Mentörlüğün kurum açısından en büyük getirilerinden biri de çalışanların kurum bağlılığının artması ve çalışanların performansının yükselmesidir. Çünkü mentörler, farklı sosyal ve kültürel gruplardan gelmiş insanlarla anlaşabilmeyi, problemlere çözüm üretebilmeyi, sorunlara ve çözümlere çalışanlarının gözünden bakabilmeyi becerebilirler.
Toplumlar daha karmaşık hale geldikçe mentörlüğün önemi de artmıştır. Günümüzde mentörlük; şirketlerden, okullara, spor kulüplerinden siyasi partilere dek çeşitli kurum ve kuruluşlarda uygulanmaktadır. Bu kadar farklı yerlerde mentörlük sisteminin kullanılmasındaki temel amaç, insan potansiyelini geliştirmek, kurum kültürünü aktarmak, akademik yönden veya kariyer yönünden hedef kitleye destek vermek, bunun sonucu olarak da daha etkili bir insan kaynağı yaratmaktır. Çünkü teknolojinin bu kadar hızlı yenilendiği, rekabetin bu denli yoğun olduğu ortamlarda kişiler de bu karmaşık ve sürekli değişen iş yaşantısına ayak uydurabilmek için özelliklerini geliştirmek zorundadırlar.
MENTÖRLÜK KİMLER İÇİN YARARLIDIR?
Mentörlük hizmeti almak, iş hayatına yeni atılmış, hedeflerini henüz belirleyememiş gençlerin kariyerlerini geliştirmelerinde önemli bir faktör olmakla beraber aynı zamanda, kurum kültürüne alışmakta zorlanan, kuruma uyum sağlayacak bireysel planlarını yapmakta desteğe ihtiyaç duyan çalışanlar için de önerilmektedir.
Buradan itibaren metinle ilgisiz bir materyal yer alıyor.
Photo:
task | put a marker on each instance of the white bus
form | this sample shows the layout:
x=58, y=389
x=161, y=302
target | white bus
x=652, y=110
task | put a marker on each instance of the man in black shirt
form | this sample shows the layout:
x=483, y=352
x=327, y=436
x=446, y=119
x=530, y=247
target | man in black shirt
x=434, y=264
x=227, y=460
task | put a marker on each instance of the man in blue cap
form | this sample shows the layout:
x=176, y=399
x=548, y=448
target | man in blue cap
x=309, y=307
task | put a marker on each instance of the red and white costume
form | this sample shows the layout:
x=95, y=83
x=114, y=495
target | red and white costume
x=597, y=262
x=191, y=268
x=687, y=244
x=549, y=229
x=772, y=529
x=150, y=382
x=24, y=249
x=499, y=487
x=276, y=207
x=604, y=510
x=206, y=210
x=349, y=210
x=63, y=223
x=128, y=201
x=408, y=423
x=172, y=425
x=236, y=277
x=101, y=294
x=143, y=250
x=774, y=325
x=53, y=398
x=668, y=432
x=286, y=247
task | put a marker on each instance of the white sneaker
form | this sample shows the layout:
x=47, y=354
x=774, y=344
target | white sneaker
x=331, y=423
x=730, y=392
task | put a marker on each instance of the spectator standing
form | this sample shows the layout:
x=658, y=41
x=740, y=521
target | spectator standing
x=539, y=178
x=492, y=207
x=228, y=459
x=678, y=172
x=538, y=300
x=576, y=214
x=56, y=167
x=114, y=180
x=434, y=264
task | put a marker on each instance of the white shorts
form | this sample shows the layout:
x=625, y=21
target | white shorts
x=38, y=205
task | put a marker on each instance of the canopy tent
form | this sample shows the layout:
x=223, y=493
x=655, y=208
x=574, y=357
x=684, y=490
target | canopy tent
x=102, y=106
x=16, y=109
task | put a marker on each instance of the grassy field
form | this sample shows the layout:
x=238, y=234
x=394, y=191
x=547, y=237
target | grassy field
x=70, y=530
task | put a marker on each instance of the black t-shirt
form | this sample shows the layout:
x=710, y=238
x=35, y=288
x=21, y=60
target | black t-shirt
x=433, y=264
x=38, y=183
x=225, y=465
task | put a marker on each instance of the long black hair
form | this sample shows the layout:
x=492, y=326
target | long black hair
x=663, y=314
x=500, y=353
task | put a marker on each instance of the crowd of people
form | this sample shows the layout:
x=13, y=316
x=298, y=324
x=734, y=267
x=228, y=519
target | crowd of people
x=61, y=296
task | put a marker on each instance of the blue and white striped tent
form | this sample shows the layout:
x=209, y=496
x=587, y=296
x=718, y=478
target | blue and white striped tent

Mesleki gelişim sürecini kısaltmak ve bu süreci en az hatayla atlatmak isteyen çalışanlar da mentörlük hizmeti almayı düşünmelidirler.
İŞ HAYATINDA KOÇLUK VE MENTÖRLÜK UYGULAMALARI
İş yaşamına yönelik koçluk daha çok çalışanların tavır ve tutumlarıyla ile ilgilenmektedir. Kişinin tavır ve tutumları belirle hedeflere ulaşmak konusunda iyi tanımlanmış adımlar olarak da açıklanabilinir. Belirlenen hedeflere ulaşmada doğru adımı, doğru zamanda atmak önemli bir faktördür. Koçlar çalışanları gözlemleyerek neyi nasıl yapmaları gerektiği hususunda danışmanlık yapmakta ve doğru adımın doğru zamanda atılmasını sağlamaktadırlar.
İş yaşamına yönelik mentörlük ise çalışanların potansiyellerini ortaya çıkarmayı ve geliştirmeyi hedeflemektedir. Çalışan potansiyeli; doğru donanım, eğitim, motivasyon ve danışmanlık verildiği taktirde kişinin ulaşabileceği en üst düzey kapasite olarak tanımlanabilinir. Bu noktada kapasitenin iş odaklı kalmayarak daha geniş bir perspektifte ortaya çıkarılması kişinin kendini entelektüel ve saantsal becerilerde de geliştirmesi hedeflenmektedir.
Bu özellikleriyle koçluk ve mentörlük, şirketlerin hedeflerine ulaşma süreçlerine olumlu bir şekilde etki etmekte, çalışanların kapasitelerini maksimum düzeyde kullanmalarını sağlayarak verimliliklerini artırmaktadır.